I remember once attending a packed wee (that means ‘little’ for those non-Scots) church to hear a preacher. I was at the back and could not see him, so I created a stack of Bible’s to stand on, that I might better see the preacher and hear the Word. I remember being told off for engaging in such ‘disrespectful’ activity. I complied, more out of embarrassment than anything else, but over the years I have reflected on what was happening here and the message that was given to me as a young Christian. They are many of course. But what was my reproofer saying about the Bible? Was it simply that I should respect it, and the church’s property? Or was it more? I’ve often wondered if the reaction would have been the same had I stood on a stack of hymnbooks. I’m afraid that in some places this may be even considered the ‘greater sin’. I know that standing on the word enabled me to hear the Word more clearly.

Finally, I love the Scriptures… all of them. I was converted reading the Scriptures. Sometimes I feel that I am reconverted when I read them. In them is where I discover their God-breathed nature and so their profit for teaching, for reproof, for correction, and for training in righteousness, that people may be competent, equipped for every good work.’ And for that I thank the Lord for the Scriptures. I have devoted my life to their study. With the psalmist, I say ‘Oh how I love your law! It is my meditation all the day and night’ (119:97).
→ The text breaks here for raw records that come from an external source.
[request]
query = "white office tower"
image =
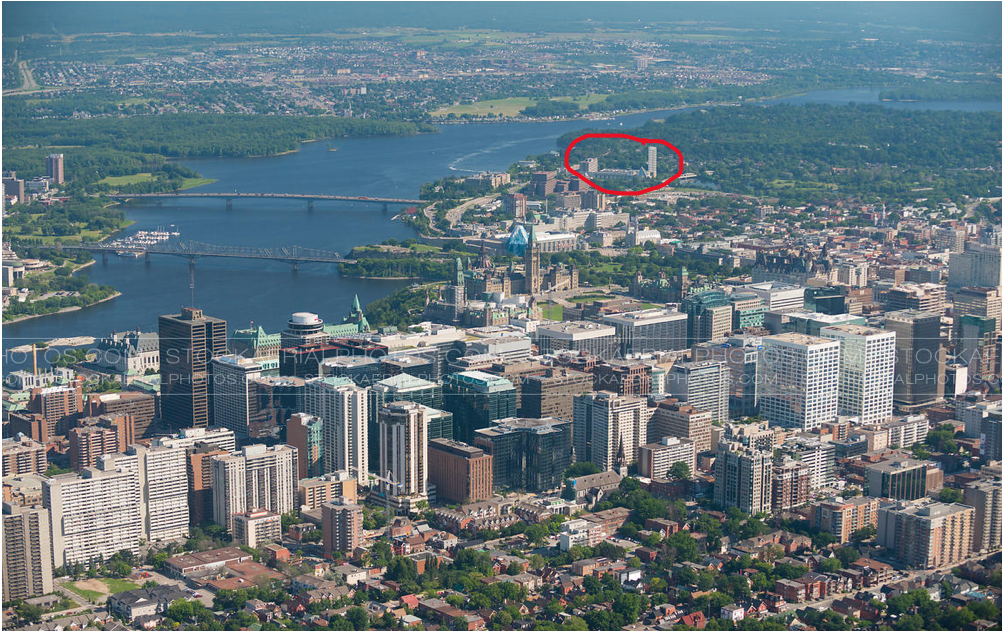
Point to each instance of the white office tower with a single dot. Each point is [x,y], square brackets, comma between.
[162,476]
[702,385]
[255,478]
[403,454]
[800,381]
[742,477]
[609,429]
[230,379]
[344,409]
[93,514]
[866,371]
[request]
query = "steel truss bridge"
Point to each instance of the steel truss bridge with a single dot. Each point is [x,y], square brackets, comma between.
[294,254]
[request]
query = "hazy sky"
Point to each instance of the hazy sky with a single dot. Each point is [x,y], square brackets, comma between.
[968,19]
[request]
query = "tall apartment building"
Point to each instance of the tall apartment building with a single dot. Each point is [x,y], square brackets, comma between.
[198,467]
[21,455]
[866,371]
[305,433]
[609,429]
[529,454]
[552,393]
[920,363]
[979,265]
[702,385]
[188,342]
[54,168]
[598,340]
[341,523]
[94,514]
[739,354]
[258,477]
[926,535]
[648,331]
[800,381]
[477,399]
[344,409]
[95,438]
[817,456]
[403,437]
[161,474]
[315,492]
[903,479]
[671,418]
[743,478]
[656,459]
[231,377]
[791,485]
[986,499]
[461,474]
[142,407]
[27,552]
[843,517]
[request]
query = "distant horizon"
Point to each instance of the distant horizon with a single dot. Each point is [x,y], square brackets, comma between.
[963,20]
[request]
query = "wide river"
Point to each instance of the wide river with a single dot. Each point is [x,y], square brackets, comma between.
[266,292]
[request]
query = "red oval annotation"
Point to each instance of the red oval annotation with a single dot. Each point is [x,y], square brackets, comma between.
[623,136]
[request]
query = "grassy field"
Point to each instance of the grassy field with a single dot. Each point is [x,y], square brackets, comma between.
[513,105]
[94,589]
[123,180]
[551,310]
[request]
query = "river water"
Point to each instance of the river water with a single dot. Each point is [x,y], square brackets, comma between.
[266,292]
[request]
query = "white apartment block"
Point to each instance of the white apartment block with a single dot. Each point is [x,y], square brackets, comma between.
[800,381]
[656,459]
[162,477]
[817,456]
[604,423]
[230,379]
[256,478]
[93,514]
[344,409]
[866,371]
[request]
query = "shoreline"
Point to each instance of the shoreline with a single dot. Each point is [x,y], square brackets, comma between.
[65,309]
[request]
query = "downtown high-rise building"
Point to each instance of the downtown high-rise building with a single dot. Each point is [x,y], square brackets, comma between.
[27,552]
[742,478]
[800,381]
[920,363]
[231,392]
[702,385]
[866,371]
[344,409]
[257,477]
[188,342]
[609,429]
[403,453]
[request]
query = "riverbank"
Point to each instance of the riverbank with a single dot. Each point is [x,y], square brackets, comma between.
[66,309]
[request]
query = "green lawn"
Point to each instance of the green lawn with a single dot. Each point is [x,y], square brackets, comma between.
[121,180]
[513,105]
[114,586]
[552,310]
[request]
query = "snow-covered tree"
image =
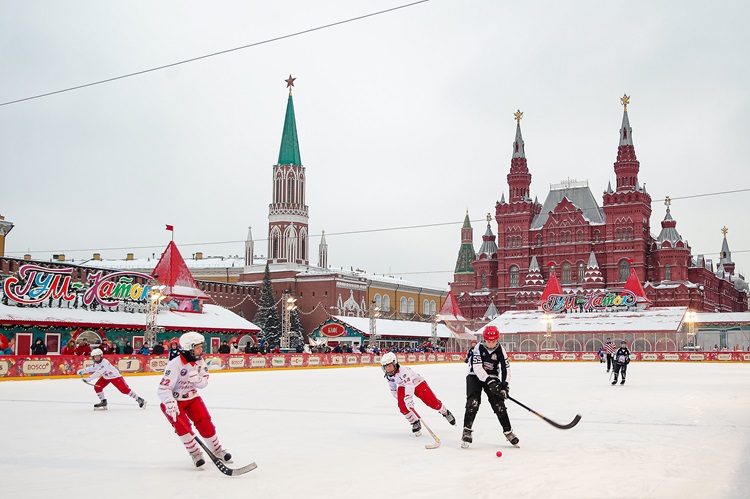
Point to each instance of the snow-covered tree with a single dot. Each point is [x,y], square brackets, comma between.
[267,317]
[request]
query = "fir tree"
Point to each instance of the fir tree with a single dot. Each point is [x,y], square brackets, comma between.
[296,327]
[267,317]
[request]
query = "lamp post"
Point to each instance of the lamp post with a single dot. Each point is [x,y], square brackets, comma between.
[155,297]
[547,319]
[374,313]
[690,318]
[286,322]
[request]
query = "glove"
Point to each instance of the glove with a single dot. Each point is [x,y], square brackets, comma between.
[195,376]
[496,388]
[171,408]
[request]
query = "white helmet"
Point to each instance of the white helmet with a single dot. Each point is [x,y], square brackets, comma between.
[190,339]
[388,359]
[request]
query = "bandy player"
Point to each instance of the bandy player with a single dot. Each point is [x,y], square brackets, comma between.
[405,384]
[181,404]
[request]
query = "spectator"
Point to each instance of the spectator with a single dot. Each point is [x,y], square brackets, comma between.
[174,350]
[70,348]
[83,348]
[39,348]
[105,348]
[158,349]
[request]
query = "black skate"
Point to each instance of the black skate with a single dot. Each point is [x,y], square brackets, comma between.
[512,438]
[449,416]
[416,428]
[198,459]
[466,438]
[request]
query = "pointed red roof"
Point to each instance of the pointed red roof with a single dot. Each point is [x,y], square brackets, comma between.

I love the Scriptures for in them is where I find life, where I hear the word of Christ in such a way that I cannot argue back. In this sense, they are final. Although more than happy to be convinced otherwise, why this requires, or even demands, a belief in inerrancy remains a mystery to me. Luther once said, ‘Christ is the Master; the Scriptures are only the servant. The true way to test all the Books is to see whether they work the will of Christ or not. No Book which does not preach Christ can be apostolic, though Peter or Paul were its author. And no Book which does preach Christ can fail to be apostolic though Judas, Ananias, Pilate or Herod were its author’ and that ‘The Bible is the cradle wherein Christ is laid.’ Not bad for a guy who (wrongly) called James an ‘epistle of straw!’ (NB. For those who wish to throw stones, or cans of fruit, may they please be well polished and, if fruit, I like peaches.)